In my opinion, the article failed to address the environmental consequences of Brazil’s rapid economic growth. As an attempt to repay its debts, Brazil sold huge areas of the Amazon to either use the rainforest for wood and arable land or to extract aluminum from the river, which led to an increased amount of toxins in the drinking water.  Furthermore, little background was given on the ongoing violence in Latin America, which makes the region less attractive for foreign direct investment.

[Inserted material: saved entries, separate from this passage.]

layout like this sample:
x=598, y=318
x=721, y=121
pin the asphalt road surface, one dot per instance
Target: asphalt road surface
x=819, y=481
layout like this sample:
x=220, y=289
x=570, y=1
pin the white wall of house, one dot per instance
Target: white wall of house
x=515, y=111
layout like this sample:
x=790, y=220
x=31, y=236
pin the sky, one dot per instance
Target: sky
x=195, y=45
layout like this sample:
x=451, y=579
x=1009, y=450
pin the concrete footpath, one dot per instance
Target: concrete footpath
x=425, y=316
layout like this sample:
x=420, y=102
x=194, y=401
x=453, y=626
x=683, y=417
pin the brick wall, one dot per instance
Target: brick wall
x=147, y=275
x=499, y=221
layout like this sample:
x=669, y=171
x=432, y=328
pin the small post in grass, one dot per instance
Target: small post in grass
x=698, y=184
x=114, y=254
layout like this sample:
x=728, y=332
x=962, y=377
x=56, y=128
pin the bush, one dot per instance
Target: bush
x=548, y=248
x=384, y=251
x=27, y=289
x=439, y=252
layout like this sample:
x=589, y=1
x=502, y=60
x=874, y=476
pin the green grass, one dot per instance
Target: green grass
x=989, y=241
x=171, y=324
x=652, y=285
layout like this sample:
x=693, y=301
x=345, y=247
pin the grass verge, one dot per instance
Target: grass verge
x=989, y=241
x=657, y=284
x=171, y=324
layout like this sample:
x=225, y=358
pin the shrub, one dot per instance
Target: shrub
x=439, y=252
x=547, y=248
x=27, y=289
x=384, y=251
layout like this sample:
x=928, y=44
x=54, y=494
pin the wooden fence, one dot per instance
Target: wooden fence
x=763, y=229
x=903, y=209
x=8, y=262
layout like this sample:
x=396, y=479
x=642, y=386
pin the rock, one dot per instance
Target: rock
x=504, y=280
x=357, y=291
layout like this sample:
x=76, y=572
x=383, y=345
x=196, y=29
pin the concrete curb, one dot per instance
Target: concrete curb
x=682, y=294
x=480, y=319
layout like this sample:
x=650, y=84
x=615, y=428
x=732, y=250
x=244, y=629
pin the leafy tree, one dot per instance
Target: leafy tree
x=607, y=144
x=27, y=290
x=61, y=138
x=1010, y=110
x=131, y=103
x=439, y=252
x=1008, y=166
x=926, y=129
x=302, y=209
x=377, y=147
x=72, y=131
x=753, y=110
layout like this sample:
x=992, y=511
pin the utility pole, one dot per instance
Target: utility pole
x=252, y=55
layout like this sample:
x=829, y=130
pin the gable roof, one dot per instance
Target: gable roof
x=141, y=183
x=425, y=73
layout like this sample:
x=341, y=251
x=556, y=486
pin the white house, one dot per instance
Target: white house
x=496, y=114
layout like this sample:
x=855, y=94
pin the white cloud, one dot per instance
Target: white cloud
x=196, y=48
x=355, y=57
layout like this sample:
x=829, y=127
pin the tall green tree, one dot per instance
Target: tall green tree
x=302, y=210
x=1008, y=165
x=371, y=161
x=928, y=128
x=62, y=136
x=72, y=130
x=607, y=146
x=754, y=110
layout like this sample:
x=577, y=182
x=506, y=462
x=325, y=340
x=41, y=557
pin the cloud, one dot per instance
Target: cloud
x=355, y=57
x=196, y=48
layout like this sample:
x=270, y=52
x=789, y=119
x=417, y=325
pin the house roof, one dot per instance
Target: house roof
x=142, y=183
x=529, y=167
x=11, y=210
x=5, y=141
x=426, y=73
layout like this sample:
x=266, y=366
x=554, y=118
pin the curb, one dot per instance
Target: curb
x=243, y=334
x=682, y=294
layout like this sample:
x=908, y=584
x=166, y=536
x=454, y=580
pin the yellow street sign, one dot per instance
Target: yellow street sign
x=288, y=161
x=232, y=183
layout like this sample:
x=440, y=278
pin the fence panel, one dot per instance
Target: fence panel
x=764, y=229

Nonetheless, Brazil has great potential to achieve continuous rapid economic growth and can fulfill its mandate as a member of the BRIC nations.  Brazil’s large territory played a significant role in developing its strength in various economic sectors.  With proper investment in human capital, Brazil could profit from its large and immensely diverse population.  Brazil should take advantage of its rising income and lower internal inequality, and aim to broadly educate its people.  Efficient education can be achieved through following the model of the Mexican ‘Oportunidades’ program.  A largely educated population, improved infrastructure, stable currency, and lower taxes, are crucial factors which attract foreign direct investment.  I would recommend Brazil to further take advantage of its unique location by strengthening its relationships with its ten neighboring countries and the United States.  To ensure reduced trade barriers and better working conditions, Brazil and other developing countries have to claim stronger representation within the World Trade Organization.  Brazil is on track towards a prosperous economic future although there are still various obstacles that the country has yet to overcome.